Em primeiro lugar, eu vi tanta, tanta gente falando mal desse livro, que fui sem nenhuma expectativa. Sequer li a sinopse e não sabia o que esperar, só tinha visto falarem que era algo na vibe de Verity. Decidi ler porque foi escolhido no clube do livro das minhas colegas de trabalho e também porque adoro conhecer as façanhas da CoHo.

Eu tenho tanto a dizer sobre esse livro... vamos lá, vou tentar organizar tudo que estou pensando ao finalizar a leitura:

Eu comecei adorando e me perguntando como ele seria um livro tão odiado. Talvez por também ser escritora, compreendi muito Petra, a protagonista, sobre as suas inseguranças e desafios de escrita. Destaquei vários trechos sobre isso e foi minha parte preferida do livro: refletir sobre inspiração x vivência, cultura do cancelamento (e do ódio), e sobre a falta de empatia com autores. Sou uma mera escritora independente hahaha mas me coloco no lugar de quem atinge a fama e acho que a CoHo colocou muitos sentimentos reais ali, senti como se fosse um verdadeiro desabafo. 

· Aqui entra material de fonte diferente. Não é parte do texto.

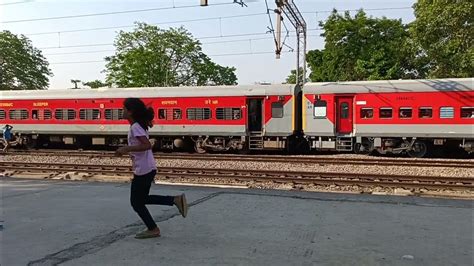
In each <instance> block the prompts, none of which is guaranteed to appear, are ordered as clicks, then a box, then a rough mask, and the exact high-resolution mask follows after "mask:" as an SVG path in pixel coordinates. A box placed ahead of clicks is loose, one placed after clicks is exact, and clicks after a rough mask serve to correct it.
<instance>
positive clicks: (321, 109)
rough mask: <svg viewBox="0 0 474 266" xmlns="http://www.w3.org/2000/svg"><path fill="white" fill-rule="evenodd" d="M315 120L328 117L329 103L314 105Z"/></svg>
mask: <svg viewBox="0 0 474 266" xmlns="http://www.w3.org/2000/svg"><path fill="white" fill-rule="evenodd" d="M313 115H314V118H326V115H327V102H326V101H321V100H319V101H317V102H315V103H314V113H313Z"/></svg>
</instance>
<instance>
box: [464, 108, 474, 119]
mask: <svg viewBox="0 0 474 266" xmlns="http://www.w3.org/2000/svg"><path fill="white" fill-rule="evenodd" d="M461 118H474V107H461Z"/></svg>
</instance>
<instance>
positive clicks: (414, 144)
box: [308, 136, 474, 158]
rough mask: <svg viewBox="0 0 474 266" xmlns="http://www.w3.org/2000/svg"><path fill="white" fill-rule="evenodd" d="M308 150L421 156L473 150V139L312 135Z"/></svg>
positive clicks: (464, 138) (370, 153) (364, 153)
mask: <svg viewBox="0 0 474 266" xmlns="http://www.w3.org/2000/svg"><path fill="white" fill-rule="evenodd" d="M308 141H309V142H310V145H311V149H312V150H316V151H318V150H320V151H321V150H327V151H331V150H332V151H339V152H354V153H357V154H380V155H388V154H392V155H405V154H407V155H408V156H410V157H413V158H422V157H427V156H430V155H442V153H443V152H461V153H473V152H474V139H465V138H463V139H449V138H416V137H411V138H410V137H403V138H401V137H351V136H338V137H317V138H315V137H312V138H309V139H308Z"/></svg>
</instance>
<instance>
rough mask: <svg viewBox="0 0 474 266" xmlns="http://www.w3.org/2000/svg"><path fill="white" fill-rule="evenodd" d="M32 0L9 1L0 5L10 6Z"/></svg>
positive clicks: (24, 2)
mask: <svg viewBox="0 0 474 266" xmlns="http://www.w3.org/2000/svg"><path fill="white" fill-rule="evenodd" d="M32 1H33V0H25V1H16V2H7V3H1V4H0V6H9V5H17V4H25V3H28V2H32Z"/></svg>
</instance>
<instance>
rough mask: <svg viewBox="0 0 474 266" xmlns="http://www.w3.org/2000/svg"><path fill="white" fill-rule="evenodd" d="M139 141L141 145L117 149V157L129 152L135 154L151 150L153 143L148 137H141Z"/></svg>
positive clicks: (139, 144)
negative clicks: (148, 138)
mask: <svg viewBox="0 0 474 266" xmlns="http://www.w3.org/2000/svg"><path fill="white" fill-rule="evenodd" d="M137 139H138V140H139V141H140V144H138V145H135V146H123V147H120V148H118V149H117V151H116V152H115V154H116V155H117V156H120V155H124V154H126V153H129V152H134V151H147V150H149V149H151V143H150V140H149V139H148V138H147V137H146V136H139V137H137Z"/></svg>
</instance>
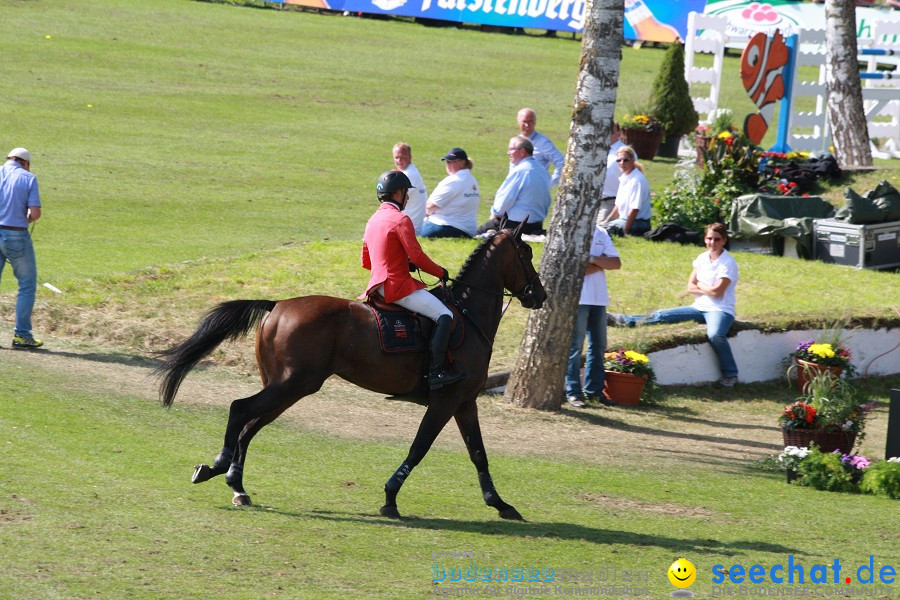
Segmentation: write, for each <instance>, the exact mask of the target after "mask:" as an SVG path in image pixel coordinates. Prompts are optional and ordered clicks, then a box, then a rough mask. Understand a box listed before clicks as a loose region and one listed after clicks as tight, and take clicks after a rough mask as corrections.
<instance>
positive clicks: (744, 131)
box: [741, 29, 790, 145]
mask: <svg viewBox="0 0 900 600" xmlns="http://www.w3.org/2000/svg"><path fill="white" fill-rule="evenodd" d="M789 55H790V50H789V49H788V47H787V45H786V44H785V43H784V36H782V35H781V32H780V31H778V30H777V29H776V30H775V34H774V35H773V36H772V37H768V36H767V35H766V34H765V33H763V32H759V33H757V34H756V35H754V36H753V37H752V38H750V43H748V44H747V47H746V48H744V52H743V53H742V54H741V81H742V82H743V84H744V89H745V90H747V94H748V95H749V96H750V99H751V100H753V103H754V104H756V106H757V108H759V112H758V113H756V114H750V115H747V118H746V119H744V133H745V134H746V135H747V137H748V138H750V140H751V141H752V142H753V143H754V144H757V145H758V144H759V143H760V142H761V141H762V138H763V136H764V135H766V131H768V129H769V121H770V120H771V119H772V114H773V113H774V112H775V102H776V101H778V100H781V99H782V98H783V97H784V78H783V77H782V71H784V66H785V65H786V64H787V61H788V57H789Z"/></svg>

Apesar de ela ter deixado uma nota dizendo que a história não é sobre ela, as vivências estão nitidamente ali e merecem compreensão. Em uma época em que a internet parece terra sem lei, é muito triste ver pessoas sendo atacadas quando nem mesmo sabem toda a verdade por trás do que é divulgado. Aqui não estou falando especificamente sobre a Colleen, mas achei que o livro trouxe essa reflexão de forma muito real. Problematizar, refletir, argumentar, aprender e ensinar é uma coisa, atacar e disseminar ódio é outra completamente diferente. Achei a abordagem e a temática muito justas pra época em que vivemos.

Agora um ponto importante, que foi o que eu não gostei: o romance. Eu nunca li um dark romance, não faz o meu estilo, e esse livro me pareceu se aproximar desse gênero, apresentando questões polêmicas sobre poder x violência que eu não gosto e não consigo romantizar. Isso realmente me incomodou e foi o que me fez tirar estrelinhas do livro.

Mas no geral, ele me surpreendeu positivamente. A escrita da CoHo continua me fisgando muito. Continuo adorando os plots dela. Continuo a admirando como autora. E isso não impede que eu não goste de algumas obras e atitudes dela. Mas reconheço o seu destaque e acho o sucesso merecido.

Agora vamos à história: Petra reserva um chalé isolado para conseguir escrever depois de ser apedrejada pela adaptação de um de seus livros. Ela depende do dinheiro de suas publicações, e vê aquele isolamento como uma forma de enfrentar o bloqueio criativo. 

Assim que chega lá, no entanto, um policial aparece investigando um crime que teria acontecido naquela rua. Acontece que... o personagem do livro que Petra está escrevendo também é um policial, e eles meio que começam a encenar os protagonistas da história de Petra, que envolve traições e cenas de violência (que é a parte que eu não gosto), o que faz com que a autora finalmente consiga fluir na sua escrita. 

Não vou contar mais do desenrolar por aqui porque envolvem muitas reviravoltas e não quero estragar a experiência de quem ainda vai ler, mas...

Resumindo: tem problemas? Sim, vários. Poderia falar sobre inúmeros pontos que não me convenceram no livro. Mas também precisava falar sobre como ele é um desabafo muito triste de quem sofre diariamente com a falta de empatia que está tão presente na internet.

Ufa... falei!

E por aí, vocês têm lido Colleen Hoover? Eu poderia falar sobre os livros e os feitos dela por horas!